Among those joining in the survey was Kirsten Johnson, president of the Maryland Native Plant Society, who said the hillock is a good example of a once-common terrace gravel forest. These elevated areas of gravelly acidic soils tend to have lots of oak trees, with blueberries and huckleberries in the understory.
"Terrace gravel used to be all up and down the eastern seaboard," she said, but development has claimed much of it. "Now we just have these little remnants."
McIntosh said visitors have identified seven different species of oak on the hillock. There are beech trees and pines as well, and some blueberry bushes, with fruit not yet completely eaten by deer that have browsed much of the understory. A tornado that struck campus in 2001 tore trees off the top of the hillock, and lightning strikes have felled others, opening up the forest floor to sunlight and new growth.
A clutch of birders tallied 45 species in just a few hours, despite overcast and windy conditions that were less than ideal for spotting or even hearing birds.

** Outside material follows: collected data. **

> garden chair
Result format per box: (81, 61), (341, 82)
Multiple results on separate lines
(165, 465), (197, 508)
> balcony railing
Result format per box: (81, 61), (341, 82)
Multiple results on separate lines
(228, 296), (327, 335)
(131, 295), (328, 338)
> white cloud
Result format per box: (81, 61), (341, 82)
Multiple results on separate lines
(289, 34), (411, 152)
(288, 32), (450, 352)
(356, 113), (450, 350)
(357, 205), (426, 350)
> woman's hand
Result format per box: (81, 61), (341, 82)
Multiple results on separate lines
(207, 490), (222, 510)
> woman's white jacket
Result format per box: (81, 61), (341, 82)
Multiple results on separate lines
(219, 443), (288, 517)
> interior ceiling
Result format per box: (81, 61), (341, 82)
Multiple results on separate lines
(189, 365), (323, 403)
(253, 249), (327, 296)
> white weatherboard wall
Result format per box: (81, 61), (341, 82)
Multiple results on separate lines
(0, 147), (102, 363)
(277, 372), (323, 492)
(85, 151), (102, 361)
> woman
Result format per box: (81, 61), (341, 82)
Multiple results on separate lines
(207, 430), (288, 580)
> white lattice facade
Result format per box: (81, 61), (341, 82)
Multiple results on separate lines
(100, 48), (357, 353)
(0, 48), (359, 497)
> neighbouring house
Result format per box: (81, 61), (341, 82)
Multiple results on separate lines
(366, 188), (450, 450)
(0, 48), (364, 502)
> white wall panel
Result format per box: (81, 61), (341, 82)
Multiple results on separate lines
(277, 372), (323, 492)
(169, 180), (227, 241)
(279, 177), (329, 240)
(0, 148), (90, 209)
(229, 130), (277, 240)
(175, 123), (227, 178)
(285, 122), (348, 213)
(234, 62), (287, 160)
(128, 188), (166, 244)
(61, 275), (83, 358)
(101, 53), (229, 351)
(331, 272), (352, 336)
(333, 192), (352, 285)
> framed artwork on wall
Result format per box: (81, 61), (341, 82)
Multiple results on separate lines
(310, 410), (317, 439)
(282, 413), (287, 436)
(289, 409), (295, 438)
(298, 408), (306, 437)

Another expert visitor spotted five different species of bees, and found one nest of miner bees. A couple of grad students from Howard University found three snakes and a common five-lined skink, McIntosh reported.
A team of students, led by environmental science major Daniela Miller, a senior from Carroll County, collected soil samples to count the bacteria in them.
Small colored flags and tape mark the boundaries of various scientific study sites, and cups partly filled with propylene glycol were posted at various spots to attract and collect flying insects.
"This is awesome," said Cori Stedman, a senior from Columbia who wore a T-shirt with the message: "I (heart) the hillock".
McIntosh says the hillock's presence on the College Park campus makes it an ideal site for learning and student research. She pointed to a recently toppled tree, its tangle of roots still encased in a ball of pebbly soil.
"How else can you see under a tree?" she asked.
"There aren't many fragments left," McIntosh concluded, "but if we're going to keep one, this is the one to keep."